その上で、トランプ大統領が北朝鮮の要求を誇張して解釈したと指摘した。
(中略)
この当局者(注:アメリカ政府高位当局者)は「実務協議過程で米国が北朝鮮側に『民需経済と人民生活に支障を与える項目』に対する具体的な定義を要求したところ、基本的に武器を除いたすべての制裁を合わせたものということだった」と説明した。
その上で「私は彼ら(北朝鮮)が言葉遊びをしていると考える。彼らが要求したのは基本的にすべての制裁の解除だ」と付け加えた。
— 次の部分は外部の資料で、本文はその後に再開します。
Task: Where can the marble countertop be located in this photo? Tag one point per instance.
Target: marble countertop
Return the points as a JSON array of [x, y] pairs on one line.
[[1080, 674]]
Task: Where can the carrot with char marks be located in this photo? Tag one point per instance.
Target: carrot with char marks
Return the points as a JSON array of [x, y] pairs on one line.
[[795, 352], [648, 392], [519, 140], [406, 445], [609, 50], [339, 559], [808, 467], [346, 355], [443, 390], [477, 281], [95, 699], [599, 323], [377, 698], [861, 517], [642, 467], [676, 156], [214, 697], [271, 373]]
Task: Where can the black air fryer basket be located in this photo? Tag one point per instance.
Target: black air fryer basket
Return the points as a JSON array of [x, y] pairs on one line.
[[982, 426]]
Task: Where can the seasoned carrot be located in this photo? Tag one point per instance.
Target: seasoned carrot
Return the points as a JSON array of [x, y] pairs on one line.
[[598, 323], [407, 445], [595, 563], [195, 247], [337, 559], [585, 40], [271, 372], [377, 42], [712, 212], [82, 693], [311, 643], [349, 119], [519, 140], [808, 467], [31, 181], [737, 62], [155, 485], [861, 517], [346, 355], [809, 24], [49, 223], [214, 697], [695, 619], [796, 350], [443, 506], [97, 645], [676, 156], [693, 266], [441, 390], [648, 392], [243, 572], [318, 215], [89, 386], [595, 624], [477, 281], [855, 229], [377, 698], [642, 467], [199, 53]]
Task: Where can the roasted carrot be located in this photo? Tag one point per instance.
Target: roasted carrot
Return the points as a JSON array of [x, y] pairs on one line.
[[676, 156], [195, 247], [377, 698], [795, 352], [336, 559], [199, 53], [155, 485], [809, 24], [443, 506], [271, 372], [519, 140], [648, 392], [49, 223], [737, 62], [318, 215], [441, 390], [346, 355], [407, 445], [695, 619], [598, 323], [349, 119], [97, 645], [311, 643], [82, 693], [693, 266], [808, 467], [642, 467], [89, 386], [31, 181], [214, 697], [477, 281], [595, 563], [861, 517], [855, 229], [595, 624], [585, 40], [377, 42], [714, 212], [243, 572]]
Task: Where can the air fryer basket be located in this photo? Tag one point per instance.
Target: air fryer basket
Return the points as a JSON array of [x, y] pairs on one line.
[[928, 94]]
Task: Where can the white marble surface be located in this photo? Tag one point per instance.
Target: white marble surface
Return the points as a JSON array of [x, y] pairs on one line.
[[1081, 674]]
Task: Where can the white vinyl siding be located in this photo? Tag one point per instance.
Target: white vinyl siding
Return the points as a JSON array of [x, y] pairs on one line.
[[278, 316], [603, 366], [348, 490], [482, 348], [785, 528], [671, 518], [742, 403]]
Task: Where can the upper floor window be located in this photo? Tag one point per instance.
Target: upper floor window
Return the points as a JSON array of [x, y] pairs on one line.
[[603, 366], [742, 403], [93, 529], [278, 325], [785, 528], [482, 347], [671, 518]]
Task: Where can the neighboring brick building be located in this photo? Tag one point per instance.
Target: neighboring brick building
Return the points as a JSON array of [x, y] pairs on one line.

しかしAP通信は同当局者の解釈に対し、「北朝鮮は軍需関連制裁の解除を要求しなかった。北朝鮮は核兵器を自己防衛の手段だと主張するが、最小限核ミサイルと直接関連する制裁を受け入れるという立場」と分析した。
続けて「北朝鮮は軍需以外の制裁は邪悪だと考え交渉の対象として出したもので、北朝鮮が要求した制裁解除内容は確かに強力なものではあるが、トランプ大統領の主張のようにすべての制裁を解除しろと要求したのではない」と指摘した。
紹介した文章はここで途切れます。